Another question is how precise the analysis is. A number of tools offer AI engines that promise a sentiment accuracy of more than 95 percent with the help of artificial intelligence. In an internal test, our human analysts counterchecked a data panel at four points of time within 12 months, which had been processed with the help of an AI engine. The check revealed that the average accuracy of the sentiment was only slightly above 60 percent (!), not 95 percent as claimed. Though this aspect is not considered in this post, it might be worthwhile to think about.
Regardless whether the analysis is conducted by humans or with the help of computers, we believe that it is important to examine and rate the sentiment in an even more differentiated way. This post focuses on how this can be done and what our solution is.

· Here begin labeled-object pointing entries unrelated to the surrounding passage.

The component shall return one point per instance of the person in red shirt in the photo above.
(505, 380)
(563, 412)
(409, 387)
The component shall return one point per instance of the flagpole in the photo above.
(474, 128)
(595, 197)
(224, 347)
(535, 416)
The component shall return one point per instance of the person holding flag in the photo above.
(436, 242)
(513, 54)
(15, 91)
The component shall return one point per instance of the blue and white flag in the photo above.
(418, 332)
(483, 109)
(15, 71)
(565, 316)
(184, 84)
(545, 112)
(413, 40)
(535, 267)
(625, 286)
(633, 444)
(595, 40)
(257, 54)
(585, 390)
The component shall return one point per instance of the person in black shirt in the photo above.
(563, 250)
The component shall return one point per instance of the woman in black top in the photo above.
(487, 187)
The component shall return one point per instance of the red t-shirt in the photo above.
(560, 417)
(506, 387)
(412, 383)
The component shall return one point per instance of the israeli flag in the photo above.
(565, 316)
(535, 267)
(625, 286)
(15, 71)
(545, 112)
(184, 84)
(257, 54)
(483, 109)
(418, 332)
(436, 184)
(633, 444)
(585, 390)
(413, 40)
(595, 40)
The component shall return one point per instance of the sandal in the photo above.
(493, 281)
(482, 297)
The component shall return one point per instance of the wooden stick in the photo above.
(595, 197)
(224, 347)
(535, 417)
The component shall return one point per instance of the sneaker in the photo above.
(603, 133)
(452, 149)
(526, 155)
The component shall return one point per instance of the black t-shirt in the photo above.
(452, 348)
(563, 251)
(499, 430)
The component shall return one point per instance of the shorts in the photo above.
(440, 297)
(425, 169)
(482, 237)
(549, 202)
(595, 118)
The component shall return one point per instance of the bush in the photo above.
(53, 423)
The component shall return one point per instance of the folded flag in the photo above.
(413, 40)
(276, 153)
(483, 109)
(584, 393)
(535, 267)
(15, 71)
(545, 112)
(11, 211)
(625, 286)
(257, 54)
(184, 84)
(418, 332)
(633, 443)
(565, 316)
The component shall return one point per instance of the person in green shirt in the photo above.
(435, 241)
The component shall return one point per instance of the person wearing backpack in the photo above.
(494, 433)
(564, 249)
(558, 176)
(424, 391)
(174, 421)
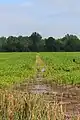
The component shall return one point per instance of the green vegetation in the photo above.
(61, 68)
(15, 67)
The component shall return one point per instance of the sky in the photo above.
(47, 17)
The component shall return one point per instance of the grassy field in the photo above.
(61, 68)
(15, 67)
(17, 104)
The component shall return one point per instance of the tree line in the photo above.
(35, 43)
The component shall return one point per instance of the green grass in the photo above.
(15, 67)
(61, 68)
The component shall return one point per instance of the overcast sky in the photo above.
(48, 17)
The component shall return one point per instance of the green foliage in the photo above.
(61, 68)
(15, 67)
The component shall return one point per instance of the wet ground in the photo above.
(67, 95)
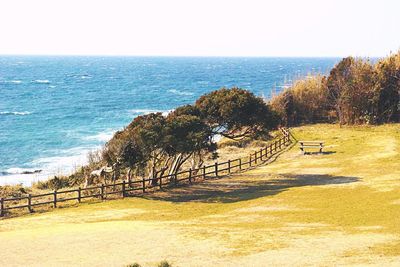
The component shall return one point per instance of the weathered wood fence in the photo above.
(126, 188)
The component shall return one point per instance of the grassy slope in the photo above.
(342, 207)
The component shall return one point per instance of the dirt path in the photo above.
(340, 208)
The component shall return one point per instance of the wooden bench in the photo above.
(311, 144)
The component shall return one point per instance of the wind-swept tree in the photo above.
(236, 113)
(188, 136)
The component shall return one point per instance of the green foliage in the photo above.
(154, 144)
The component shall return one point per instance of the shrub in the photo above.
(351, 91)
(164, 264)
(387, 89)
(306, 101)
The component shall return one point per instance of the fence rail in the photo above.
(125, 187)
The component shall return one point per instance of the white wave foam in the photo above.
(174, 91)
(148, 111)
(19, 171)
(15, 81)
(42, 81)
(20, 113)
(144, 111)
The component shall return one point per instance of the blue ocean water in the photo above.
(54, 110)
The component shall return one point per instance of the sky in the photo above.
(302, 28)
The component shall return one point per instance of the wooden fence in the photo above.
(126, 188)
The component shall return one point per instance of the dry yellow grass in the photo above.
(339, 208)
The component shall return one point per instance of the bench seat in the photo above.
(311, 144)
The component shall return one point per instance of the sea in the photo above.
(54, 110)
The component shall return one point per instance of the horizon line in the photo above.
(190, 56)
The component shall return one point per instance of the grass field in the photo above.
(338, 208)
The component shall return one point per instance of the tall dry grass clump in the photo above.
(356, 91)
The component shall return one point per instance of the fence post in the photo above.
(30, 203)
(123, 188)
(102, 191)
(79, 195)
(2, 207)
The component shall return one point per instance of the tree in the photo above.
(387, 89)
(350, 88)
(188, 136)
(236, 113)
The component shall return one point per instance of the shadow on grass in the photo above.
(228, 191)
(319, 153)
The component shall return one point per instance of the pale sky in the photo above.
(200, 28)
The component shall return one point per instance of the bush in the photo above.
(306, 101)
(13, 191)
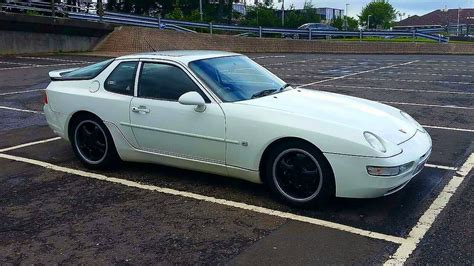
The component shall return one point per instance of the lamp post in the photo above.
(200, 9)
(283, 13)
(346, 25)
(457, 30)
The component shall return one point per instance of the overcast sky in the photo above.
(411, 7)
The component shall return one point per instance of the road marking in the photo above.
(441, 167)
(394, 89)
(37, 66)
(20, 110)
(415, 81)
(268, 56)
(428, 218)
(53, 59)
(29, 144)
(438, 69)
(357, 73)
(15, 63)
(19, 92)
(199, 197)
(291, 62)
(430, 105)
(425, 74)
(450, 128)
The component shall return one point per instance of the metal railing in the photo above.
(186, 26)
(128, 19)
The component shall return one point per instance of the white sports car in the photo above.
(222, 113)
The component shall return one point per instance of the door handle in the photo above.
(140, 109)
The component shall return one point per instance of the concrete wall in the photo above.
(20, 42)
(21, 34)
(125, 40)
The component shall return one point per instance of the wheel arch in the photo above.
(277, 142)
(74, 118)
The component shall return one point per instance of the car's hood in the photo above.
(383, 120)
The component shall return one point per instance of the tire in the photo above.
(298, 174)
(92, 143)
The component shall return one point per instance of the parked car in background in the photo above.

As with so many things, we came across the idea of a more differentiated examination of the sentiment in our daily routine. We repeatedly noticed that brands and products received either very good or very bad ratings compared to their competitors. Often, however, the negative or positive effect did not feel as intense as the reports seemed to indicate. So, we did some research in order to support our gut feeling with facts. We quickly found out that, for example, a relatively large amount of positive content was available for a particular brand, but this content was limited to a relatively small number of different domains. We also found that by comparison, other brands also received positive ratings, but the positive buzz took place on a relatively large number of different domains. This was also true of the negative ratings of different brands and products.
Based on these observations, we felt that apart from the number of mentions per sentiment, it is also necessary to take the spread of positive and negative mentions on different domains into consideration in order to achieve a more differentiated sentiment assessment. Our assumptions are as follows:
- If positive or negative mentions of a brand or product exist on a relatively large number of different domains, these are "highly positive" or "highly negative" mentions.
- If positive or negative mentions of a brand or product exist on a relatively small number of different domains, these are "slightly positive" or "slightly negative" mentions.
The assumptions imply that positive or negative mentions on several different domains leave a generally more positive or more negative image of the brand or product, as the potential audience reach is higher. Conversely, it is implied that positive or negative mentions on fewer different domains leave a less positive or less negative image of the brand or product, as the potential audience reach is lower.
For the implementation, we make use of statistical tools. Firstly, the arithmetic mean (μ) is used for the positive and negative references as well as the number of different domains in the past 24 months. Furthermore, the spread (standard deviation σ) of the positive and negative references as well as the number of different domains in the past 24 months are taken into consideration.
With the help of these two statistical calculations, we were able to compare a recent time period (e.g. the current month) with the corresponding parameters of the past 24 months and derive conclusions. With the help of a scoring model from 0 to 6, we were also able to define the thresholds from which the positive or negative sentiment should be rated as slightly or highly positive or slightly or highly negative. In practice, we adapt the influence of the spread to the specific use case. In some use cases, for example, the thresholds are defined for 0.5, 1 and 1.5 standard deviations.
We assess the sentiment in five levels:
- Slightly negative
- Highly negative
- Slightly positive
- Highly positive
This more complex and work-intensive analysis is conducted especially at the overall reference level for a brand or product or only at site type and topic level in order to deliver more differentiated statements on the prevalent moods.